俺と「サウルの息子」

「Arbeiten!」
「アルバイテン!」これは大学時代にドイツ語を履修していたにも関わらず、1から10まですら満足に言うことも出来ない私にとって理解できる数少ないドイツ語の一つだ。この単語は「働く」ことを意味する動詞だが、劇中では何度も何度も主人公たちゾンダーコマンドを急き立てるように、ナチスの親衛隊が「働け!」「働け!!」とこの単語を繰り返す。しかし、この単語が劇中で訳されることは殆どない。彼らゾンダーコマンドは死のために働き、働いた先に彼らを待ち受ける運命もまた死である。そんな彼らにとってこの単語が持つ意味はあってないようなものに等しく、他の言葉と同じくただの音として処理されているのかもしれない。
 このように、この映画の中では訳されないもの、映されないものが非常に多い。主人公サウルに焦点を絞り彼に極端に寄った映像を映すカメラからは、この施設で何が行われているのかを俯瞰的に説明されることはほとんど無い。ただ、ときおり描写されるおぞましい何か、いや描写すらされない彼らの言葉にもならない叫び声から、私はこの施設が私の想像すら生ぬるいような場所であること感じるのだ。だが、そのカメラの中心に常に映るサウルからは、彼が何故そんな行動を取るのか、その理由を彼が語ることはほぼ無いのだ。
 この映画を見終わった直後は、まるで自分がそこにいたかのような体験をもたらす映像とこの映画で描かれる内容、それこそ壮絶という言葉すら生ぬるいほどの内容が、フィクションではなく現実として存在したのだということを、まざまざと私の中に植えつけたように感じた。
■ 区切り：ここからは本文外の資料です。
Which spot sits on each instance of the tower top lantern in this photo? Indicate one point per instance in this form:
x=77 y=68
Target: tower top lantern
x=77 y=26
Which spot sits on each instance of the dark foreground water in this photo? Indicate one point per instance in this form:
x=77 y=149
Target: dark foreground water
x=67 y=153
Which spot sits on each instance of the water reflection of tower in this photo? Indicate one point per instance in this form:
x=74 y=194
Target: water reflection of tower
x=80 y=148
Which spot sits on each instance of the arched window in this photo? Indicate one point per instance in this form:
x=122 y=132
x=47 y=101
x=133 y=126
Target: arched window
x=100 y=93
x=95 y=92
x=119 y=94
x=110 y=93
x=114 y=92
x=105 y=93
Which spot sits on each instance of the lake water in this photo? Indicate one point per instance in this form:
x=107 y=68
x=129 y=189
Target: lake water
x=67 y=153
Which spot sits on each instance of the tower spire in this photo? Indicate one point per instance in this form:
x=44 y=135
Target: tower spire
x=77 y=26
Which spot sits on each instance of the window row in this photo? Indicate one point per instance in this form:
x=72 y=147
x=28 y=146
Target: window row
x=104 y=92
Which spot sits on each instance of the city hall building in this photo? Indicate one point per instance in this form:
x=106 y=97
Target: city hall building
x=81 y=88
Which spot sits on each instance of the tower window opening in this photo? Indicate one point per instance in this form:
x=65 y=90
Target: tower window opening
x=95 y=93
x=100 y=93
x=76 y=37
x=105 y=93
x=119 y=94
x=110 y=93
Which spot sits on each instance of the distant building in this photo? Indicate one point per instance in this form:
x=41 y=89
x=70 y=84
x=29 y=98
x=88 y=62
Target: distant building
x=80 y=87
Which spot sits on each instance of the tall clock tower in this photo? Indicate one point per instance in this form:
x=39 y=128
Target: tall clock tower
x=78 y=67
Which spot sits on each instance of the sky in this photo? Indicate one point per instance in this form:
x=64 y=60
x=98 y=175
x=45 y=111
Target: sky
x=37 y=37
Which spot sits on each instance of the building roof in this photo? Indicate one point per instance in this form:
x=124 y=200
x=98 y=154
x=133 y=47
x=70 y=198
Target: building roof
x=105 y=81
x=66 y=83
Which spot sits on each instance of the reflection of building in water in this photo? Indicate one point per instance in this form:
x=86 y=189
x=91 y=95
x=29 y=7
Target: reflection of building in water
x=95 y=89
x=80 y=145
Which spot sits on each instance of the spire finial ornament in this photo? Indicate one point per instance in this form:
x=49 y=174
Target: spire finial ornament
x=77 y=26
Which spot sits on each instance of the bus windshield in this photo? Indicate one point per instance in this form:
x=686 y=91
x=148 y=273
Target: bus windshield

ただ一方で、時をおけばおくほどにまた別の思いが私の中で強くなっている気がする。それは「何故、サウルはあのような行動を取ったのか?」ということだ。もちろん、劇中でコレに対する明確な答えは無いのだが、この映画を自分の中で消化するために決して避けて通れないことだと思うので、ちょっとコレについて考えてみようと思う。

サウルの口からは多くは語られない息子や弔うという行為のことだが、この映画では息子に関する直接的な発言や、サウルの目的に関する描写が存外多い。例えば、思いつくので以下のようなものがある。

・サウルに息子はいないとする友人の発言(果たして本当に実の息子なのか?)
・サウルの名を知る女性と反応が薄いサウル
・ラビの真偽(あの男は本当のラビではないのではないか?)
・果たされぬ目的(結局息子は正式な手続きで埋葬されず)
・ラストでの笑顔

この中でも特に多くの人の心に残るのが、あの子が彼の息子であるかどうかの真偽(それをサウルが気付いているか否かも含めて)ではないだろうか?
もし、彼があの子を息子だと信じているのだとすれば、血を分けた息子のために何かをしてやる父親という物語になるのだが、私はそうではなく「彼自身はあの子が息子であろうとなかろうと、弔うことに価値を見出しているのではないか」そう思うのである。
もし、彼が息子を弔うことを目的としているのならば、そのことが果たされていない(少なくとも私にはそう思える)のに、何故彼はラストでまるで憑き物が落ちたような、それまでとは全く違う表情を見せたのだろう。このことが引っかかってしまうのだ。だからこそ、私はサウル自身が弔うことそのものに意義や秘めた思いを込めていたのではないかと思うのだな。
では、弔うことに込められていた彼の思いとは何だろうか?

この施設では、彼らの同胞やそれ以外の人々も含めて、人であることを奪われ、ある種の原料のように処理(=殺害)され、ただの灰として川に捨てられていく。そして、彼ら自身もその工場を動かすただの歯車のように、ときにナチスから叱責されながらも淡々と作業を繰り返していくのだ。この施設の目的がユダヤ人を含めた人たちの人間性を奪うことにあるとするのなら、サウルの行う弔うという行為は人であることを奪われた人たちの人間性を取り戻す、施設の目的と対極にある行為なのではないか。
そう考えると、サウルは自身の息子を弔うという行為を行うことで、彼自身がこの施設に抵抗しようとしたのではないだろうか。そう、多くのユダヤ人が行おうとした暴力による反乱とは別の手法を用いることで…。

それならば、彼にとってはあの子が息子であろうとなかろうと、さほど大きな意味を持たないであろうことも、彼の抵抗が誰の理解を得られないことも理解できる気がするのだ。さらに、目的を達成できなかったにも関わらずサウルが森の中の少年に向けた笑顔の持つ意味も、彼の真の目的である「人間性を取り戻すこと」を達成できた証だと私は思うのだ。


もちろん、これは私の勝手な解釈ですが、この映画にはあの施設の絶望的な状況を描く以上に、サウルの持つ行動に何かの意図があったような、そんなことを強く感じた作品でした。